Le visite cardinalizie post tridentine come queste non erano “toccata e fuga”, in specie nella diocesi milanese. C’era un’ispezione approfondita che proseguiva nei giorni seguenti, operativi i collaboratori del cardinale. Poiché le visite pastorali prima dei Borromeo erano rarissime, capitava di verificare che della chiesa non si avessero dati strutturali recenti, per cui il primo compito era iniziare con la misurazione in lungo e in largo del tempio, campanile e casa canonica compresi (se c’erano), si proseguiva con l’inventario dettagliato e la descrizione degli eventuali affreschi, segnalando i dipinti non in linea con i decreti tridentini, nel qual caso venivano coperti. Si controllava lo stato del cimitero, non sempre ottimale, si compilava un inventario di tutti gli oggetti sacri e non sacri posseduti dalla chiesa, tipo paramenti, suppellettili, ovviamente compreso quelli in oro e argento, libri sacri e non sacri, stando attenti che i primi fossero aggiornati; e ancora: controlli sullo stato dei vari altari e dei tabernacoli, su come erano stati redatti i registri, sia contabili, sia delle nascite, delle cresime e delle morti; controllo anche degli archivi.
Venivano ascoltate e verificate le lamentele, anche contro i parroci e i preti ausiliari, di cui si appurava la preparazione, la probità di vita, l’onestà. Puntuali gli accertamenti sulla riscossione delle decime, degli affitti dei terreni parrocchiali; poiché al seguito del cardinale spesso venivano chiamati notai ed esperti vari, non di rado tali ispezioni si concludevano avviando in sede cause civili o anche denunce contro chi fosse accusato di mancato impegno. Non sfuggivano ai controlli le Confraternite e le Opere Pie dedite alla beneficenza, alcune delle quali fondate proprio da Carlo Borromeo. Questa accurata, severa prassi instaurata dal cardinale nel XVI secolo ma proseguita fino ai giorni nostri, ha finito con lasciare nell’area milanese una tradizione di serietà e rigore amministrativo che ha caratterizzato la mentalità dei cittadini e delle loro istituzioni.

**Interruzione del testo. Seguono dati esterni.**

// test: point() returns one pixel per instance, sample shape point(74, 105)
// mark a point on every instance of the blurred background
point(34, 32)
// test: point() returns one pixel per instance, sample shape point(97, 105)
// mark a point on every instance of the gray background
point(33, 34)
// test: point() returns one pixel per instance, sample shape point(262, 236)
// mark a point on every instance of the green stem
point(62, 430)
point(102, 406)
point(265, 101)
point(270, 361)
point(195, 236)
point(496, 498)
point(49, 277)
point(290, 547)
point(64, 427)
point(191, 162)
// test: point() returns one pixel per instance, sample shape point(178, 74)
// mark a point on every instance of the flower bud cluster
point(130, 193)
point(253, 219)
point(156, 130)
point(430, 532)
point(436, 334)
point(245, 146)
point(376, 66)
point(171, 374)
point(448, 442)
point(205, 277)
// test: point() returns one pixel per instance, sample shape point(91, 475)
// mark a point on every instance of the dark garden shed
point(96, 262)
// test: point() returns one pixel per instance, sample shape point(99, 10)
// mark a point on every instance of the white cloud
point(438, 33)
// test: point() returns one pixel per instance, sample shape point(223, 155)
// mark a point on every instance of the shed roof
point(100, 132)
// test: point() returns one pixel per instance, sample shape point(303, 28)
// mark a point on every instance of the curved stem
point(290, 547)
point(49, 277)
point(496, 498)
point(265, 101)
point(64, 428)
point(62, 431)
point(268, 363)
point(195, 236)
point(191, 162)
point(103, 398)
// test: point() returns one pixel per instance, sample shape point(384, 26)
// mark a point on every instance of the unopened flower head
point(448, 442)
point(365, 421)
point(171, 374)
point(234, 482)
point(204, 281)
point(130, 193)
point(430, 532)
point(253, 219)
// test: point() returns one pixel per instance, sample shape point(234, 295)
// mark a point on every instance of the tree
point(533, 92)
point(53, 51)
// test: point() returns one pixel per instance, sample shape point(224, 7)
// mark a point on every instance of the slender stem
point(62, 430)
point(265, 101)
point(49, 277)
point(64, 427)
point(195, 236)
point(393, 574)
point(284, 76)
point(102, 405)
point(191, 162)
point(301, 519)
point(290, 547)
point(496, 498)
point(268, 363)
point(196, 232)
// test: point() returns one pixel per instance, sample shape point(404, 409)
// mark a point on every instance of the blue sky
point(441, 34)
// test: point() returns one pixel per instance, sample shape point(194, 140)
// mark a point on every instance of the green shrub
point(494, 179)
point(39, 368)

Demolizione e rifacimento della chiesa
Don Brocco, dopo la seconda visita di Carlo Borromeo, nella quale l’arcivescovo trovò tutto fatiscente come 14 anni prima, fondamentalmente perché i parroci non erano adatti a svolgere i gravosi compiti, o per anzianità o per impreparazione, viene nominato prevosto della pieve di Bruzzano a 32 anni. Pieno di energia, riuscirà a compiere quello che per un paio di secoli a nessun’altro prevosto riuscì: recuperare tutte le decime, dalla prima all’ultima, e dalla riscossione delle stesse, sulla quale investì tutto se stesso, trovare i fondi per demolire la chiesa della Beata Vergine Assunta di Bruzzano, “piena di crepe”, ricostruirla interamente ex novo, mattone per mattone e abbellirla con parecchi interventi extra. Se ne occupò fino al 1612, quando si dimise (non sappiamo per quale ragione). Nato in Valtellina nel 1558, studiò nel seminario di Milano, addottorandosi a Padova in diritto canonico e civile. Fu ordinato sacerdote da Carlo Borromeo in persona. Il 28 marzo del 1885 divenne ufficialmente prevosto. L’elenco delle cose fatte nei 27 anni di residenza è lunghissimo: campana nuova, tabernacolo restaurato, sacrestia nuova, nuovi confessionali. Don Brocco fece anche costruire le due cappelle della Maddalena e della Scola, due finestre (senza vetri), e poi pianete nuove, calice e pisside nuovi, libri e messali nuovi, tovaglie, camici, candelieri, vestiari e un mucchio di altre cose utili alle funzioni.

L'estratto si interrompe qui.